ESE CANIBALISMO TAMPOCO HA PERDONADO a los historiadores y cronistas locales. De por sí la historia local no es abundante y en lugar de investigar y difundirla prefieren –con honrosas excepciones- descalificarse los unos a los otros mientras atesoran documentos como si se tratara de estampitas coleccionables. De la misma manera en el ámbito cultural las descalificaciones, celos y envidias están al orden del día en vez de sumar esfuerzos incluyentes para mejorar el pobre nivel cultural que padecemos.

Y EN LOS NEGOCIOS NUESTRO canibalismo también es un caso. Por ejemplo, en el trabajo es práctica común ver cuando un compañero obtiene algún ascenso, la envidia y los rumores surgen para descalificar el mérito, acusándole de lambiscón, torpe e inmerecido para ocupar el nuevo cargo. Y peor tantito si se trata de una mujer, porque la envidia se transforma en burda calumnia tachándola de las peores prácticas.

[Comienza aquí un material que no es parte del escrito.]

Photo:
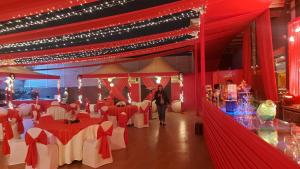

ESA ACTITUD CANÍBAL ES LA que ha ocasionado que nuestros principales enemigos seamos nosotros mismos, más preocupados en buscar culpables en vez de encontrar soluciones, destruyendo en vez de construir, donde lo visceral domina la razón, dando pena ajena. La solidaridad que debería predominar ha pasado a un segundo plano y solo aparece cuando nos enfrentamos a alguna tragedia; así no se vale.

EXISTE EN ALEMÁN UNA PALABRA que nos describe: “schadenfreude”, que significa “alegría por el mal ajeno”. Por eso hay quienes proponen que al escudo de Monclova se le debería añadir la frase en latín “Comedere Invicem”, que se traduce “Comeos los unos a los otros”.